One of our boys transformed from reserved, slightly shy but very loving 'doll' at his breeder's home to a scary little nightmare when he came home, at 7 wks. We picked him out of his extremely rough and active litter (9 boys, 1 girl- poor momma!!) because of his confirmation and his having what seemed like the quietest demeaner of the lot....turns out he was just repressed! He was confused about who was boss, and would snarl, bare his baby teeth, snap, and try to stare down anyone who tried to take things from him, or touch his scruff or collar, or wake him from sleep.....I think he was dominated by his litter mates, and when he got to our home, he just figured that in the absence of his dominant litter mates, he was in charge. With advice from his breeder, puppy kindergarten instructor, and this forum, the problem was corrected in a few weeks. Now, he's incredible and the only dog I know who I would trust 150% with any child. There is definitely hope, but you need to be consistent, and ask his breeder and behaviour professionals for help. 


Sent from Petguide.com Free App


----------



## Dancer (Apr 5, 2010)

Just to add a caveat: I saw no sign of fear of any kind in my boy, and I agree as a general rule the safety of your children is of the utmost importance. I can't say/encourage you to keep him or give up, only relate my own difficulty and success with my boy. Good luck!

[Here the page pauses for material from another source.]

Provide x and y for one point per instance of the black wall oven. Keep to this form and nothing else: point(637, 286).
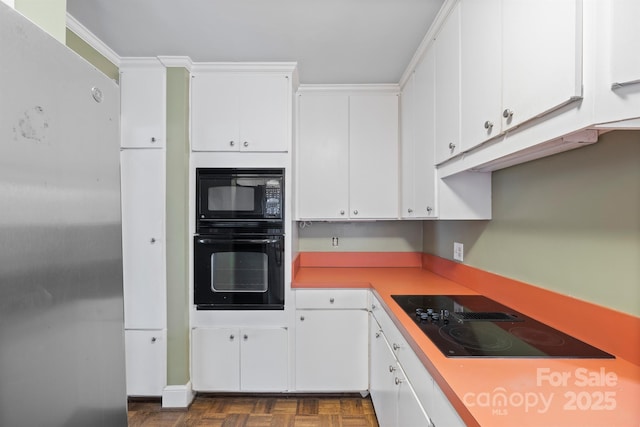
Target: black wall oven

Sent from Petguide.com Free App


----------



## Tayla's Mom (Apr 20, 2012)

Here are my thoughts. We got Tayla at 4 months from a co-worker of my husband. He in turn got her as a 5 week old puppy. Tayla came to us with issues, no doubt about it. She would bite more than just mouthing and would crinkle up her nose and snap at you. She would do it in your face or other body parts. We were terrified that she was aggressive. We immediately sought out the help of a behaviorist who came to the house and after observing her said she was not aggressive, just need some boundaries. It continued on for about another month and although we tried working with her she was getting bigger and we were getting bit a lot. We found another behaviorist who had her own training center. I made an appointment to see her and took Tayla. Tayla got out of the car in the parking lot and I walked her around to go potty for a few minutes since we were a little early. I didn't know the trainer was inside watching our every move. As soon as we walked in the door she said wow, you have a very insecure puppy who has some fear issues. I was amazed. After an hour of talking to her, her watching Tayla she said she knew Tayla was not aggressive, but had a complete lack of self confidence and severe impulse control issues. We started working on various things, put her into a Nose Work class to build her self confidence and it was a long road with many bruises and bites, but just shy of her 1st birthday she stopped most of this behavior. She still has issues if she gets overly excited and we work on these things every day. If you would have seen me in her first 8 months with us you would probably have had my husband arrested for abuse I was so badly bruised. One of Tayla's favorite things to do was jump and pinch bite with her front teeth. Just catching enough skin to bruise. I had bruises everyplace you can imagine. She is now 16 months old and growing into a great dog. So having said all this I would certainly seek out a behaviorist. Make sure they train only in positive reinforcement. I say this because in the early days we had a lot of people tell us what we were doing wrong and how we could correct it if we would just......add some form of punishment based correction. It only made things worse. Positive all the way. Good luck.


----------



## Tayla's Mom (Apr 20, 2012)

Sally's Mom said:


> I am with Tippy on this.. An 8 week old golden puppy that doesn't beg to be petted is an anomaly. If the pup actually is showing that much fear, I wonder about how well socialized the litter was or is there a genetic component as well? So I probably would not want a litter mate either. Your job is to keep your kids safe. Having said this, the rule of thumb is that no child under the age of five is ever left alone with a dog. When my kids were younger like less than ten years old, they were also never allowed to hug tightly or carry the pups at all.
> I have raised nine litters of Goldens and have not seen this as an issue. Plus I see lots of pups in practice. If a client's pup was to behave like yours, I would send you to a behaviorist ASAP. The question is is do you have the time, the finances, and the commitment to do that? I have been there with young children and a golden who was more than I bargained for...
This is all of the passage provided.